I am trying to build a NetworkX social network graph from a CSV file .我正在尝试从CSV 文件构建 NetworkX 社交网络图。 I am using Networkx 2.1 and Python 3我正在使用 Networkx 2.1 和 Python 3

I followed this post with no luck because I keep receiving the error:我没有运气就关注了这篇文章,因为我一直收到错误消息:

AttributeError: 'list' object has no attribute 'decode'

My goal is to make the weights display thicker edges for the higher weights.我的目标是让权重显示出更厚的边缘以适应更高的权重。

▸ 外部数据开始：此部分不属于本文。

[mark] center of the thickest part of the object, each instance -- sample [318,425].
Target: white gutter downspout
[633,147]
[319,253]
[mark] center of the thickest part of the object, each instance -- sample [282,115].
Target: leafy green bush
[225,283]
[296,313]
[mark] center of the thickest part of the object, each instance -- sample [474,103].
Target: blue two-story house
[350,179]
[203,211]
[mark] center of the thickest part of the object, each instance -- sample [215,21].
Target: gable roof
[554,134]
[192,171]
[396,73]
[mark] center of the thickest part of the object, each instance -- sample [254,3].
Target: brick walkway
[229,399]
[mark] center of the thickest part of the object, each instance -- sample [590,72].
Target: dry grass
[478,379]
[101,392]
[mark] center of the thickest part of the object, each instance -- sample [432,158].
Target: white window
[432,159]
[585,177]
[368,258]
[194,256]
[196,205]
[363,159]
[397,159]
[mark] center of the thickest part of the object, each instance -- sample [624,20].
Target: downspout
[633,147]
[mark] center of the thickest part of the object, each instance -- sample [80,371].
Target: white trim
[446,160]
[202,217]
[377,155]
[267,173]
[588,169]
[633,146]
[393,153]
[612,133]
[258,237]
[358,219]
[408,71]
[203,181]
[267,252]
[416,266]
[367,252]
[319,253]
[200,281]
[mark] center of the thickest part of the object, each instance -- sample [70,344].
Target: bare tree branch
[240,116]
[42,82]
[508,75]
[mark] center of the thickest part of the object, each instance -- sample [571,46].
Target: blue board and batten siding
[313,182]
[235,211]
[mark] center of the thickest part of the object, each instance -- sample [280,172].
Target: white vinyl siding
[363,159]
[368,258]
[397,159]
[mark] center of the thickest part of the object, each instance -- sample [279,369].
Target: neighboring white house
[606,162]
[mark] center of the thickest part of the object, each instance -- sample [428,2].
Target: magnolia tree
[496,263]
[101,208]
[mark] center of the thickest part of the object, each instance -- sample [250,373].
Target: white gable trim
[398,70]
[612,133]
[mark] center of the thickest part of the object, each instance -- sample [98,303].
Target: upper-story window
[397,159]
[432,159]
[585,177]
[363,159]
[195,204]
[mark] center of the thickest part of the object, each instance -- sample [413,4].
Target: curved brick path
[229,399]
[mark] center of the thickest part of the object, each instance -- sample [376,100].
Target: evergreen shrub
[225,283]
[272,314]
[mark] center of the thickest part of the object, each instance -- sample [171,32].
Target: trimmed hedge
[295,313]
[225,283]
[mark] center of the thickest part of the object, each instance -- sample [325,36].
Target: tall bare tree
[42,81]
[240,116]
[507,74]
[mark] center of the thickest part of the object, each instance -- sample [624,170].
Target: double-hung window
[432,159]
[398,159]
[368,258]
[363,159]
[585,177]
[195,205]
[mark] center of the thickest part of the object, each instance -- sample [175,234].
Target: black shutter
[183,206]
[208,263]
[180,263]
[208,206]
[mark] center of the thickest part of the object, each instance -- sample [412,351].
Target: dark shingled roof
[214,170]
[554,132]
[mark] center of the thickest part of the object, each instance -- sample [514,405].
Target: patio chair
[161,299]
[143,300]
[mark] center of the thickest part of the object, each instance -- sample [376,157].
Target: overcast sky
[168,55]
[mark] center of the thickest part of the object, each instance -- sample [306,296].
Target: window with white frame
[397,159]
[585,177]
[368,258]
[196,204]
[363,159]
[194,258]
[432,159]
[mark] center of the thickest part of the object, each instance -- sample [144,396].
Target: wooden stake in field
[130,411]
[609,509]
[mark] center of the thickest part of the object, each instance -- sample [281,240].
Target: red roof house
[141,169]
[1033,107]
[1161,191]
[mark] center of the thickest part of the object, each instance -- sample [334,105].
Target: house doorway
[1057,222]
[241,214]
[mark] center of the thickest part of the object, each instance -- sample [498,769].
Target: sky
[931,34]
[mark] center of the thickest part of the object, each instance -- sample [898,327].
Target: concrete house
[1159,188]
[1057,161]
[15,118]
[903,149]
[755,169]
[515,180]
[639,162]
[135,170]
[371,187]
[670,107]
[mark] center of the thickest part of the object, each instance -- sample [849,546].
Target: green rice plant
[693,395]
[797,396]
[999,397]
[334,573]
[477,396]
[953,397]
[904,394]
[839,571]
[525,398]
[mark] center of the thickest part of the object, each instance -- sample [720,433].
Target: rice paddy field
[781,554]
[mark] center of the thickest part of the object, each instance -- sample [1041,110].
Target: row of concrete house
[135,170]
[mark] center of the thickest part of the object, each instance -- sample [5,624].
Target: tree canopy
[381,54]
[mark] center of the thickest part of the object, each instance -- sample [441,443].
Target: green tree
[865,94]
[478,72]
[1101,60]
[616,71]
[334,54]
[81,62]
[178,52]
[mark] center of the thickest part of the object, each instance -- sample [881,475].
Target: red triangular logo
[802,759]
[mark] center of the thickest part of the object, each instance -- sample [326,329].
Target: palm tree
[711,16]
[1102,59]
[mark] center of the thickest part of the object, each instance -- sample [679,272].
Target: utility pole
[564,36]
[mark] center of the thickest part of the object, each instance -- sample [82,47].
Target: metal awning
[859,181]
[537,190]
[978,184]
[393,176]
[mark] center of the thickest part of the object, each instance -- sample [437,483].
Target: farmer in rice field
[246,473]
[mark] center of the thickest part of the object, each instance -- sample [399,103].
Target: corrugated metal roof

Here is my code so far:到目前为止,这是我的代码:

import networkx as nx
import csv

Data  = open('testest.csv', "r", encoding='utf8')
read = csv.reader(Data)
Graphtype=nx.Graph()   # use net.Graph() for undirected graph

G = nx.read_edgelist(read, create_using=Graphtype, nodetype=int, data=(('weight',float),))

for x in G.nodes():
      print ("Node:", x, "has total #degree:",G.degree(x), " , In_degree: ", G.out_degree(x)," and out_degree: ", G.in_degree(x))   
for u,v in G.edges():
      print ("Weight of Edge ("+str(u)+","+str(v)+")", G.get_edge_data(u,v))

nx.draw(G)
plt.show()

Is there a more simplified way to approach this?有没有更简化的方法来解决这个问题? The data is relatively simple.数据比较简单。

Thank you for your help!谢谢您的帮助!

You are misusing the function read_edgelist .您正在滥用函数read_edgelist From the documentation , each line needs to be parsed a string, while csv.reader parses the lines in the input file into lists of strings (for example, 202,237,1 -> ['202', '237', '1'] ).文档中,每一行都需要解析一个字符串,而csv.reader将输入文件中的行解析为字符串列表(例如, 202,237,1 -> ['202', '237', '1'] )。 Therefore, AttributeError is raised because read_edgelist is trying to parse the lists provided by csv.reader , while they should be strings.因此,引发AttributeError是因为read_edgelist正在尝试解析csv.reader提供的列表,而它们应该是字符串。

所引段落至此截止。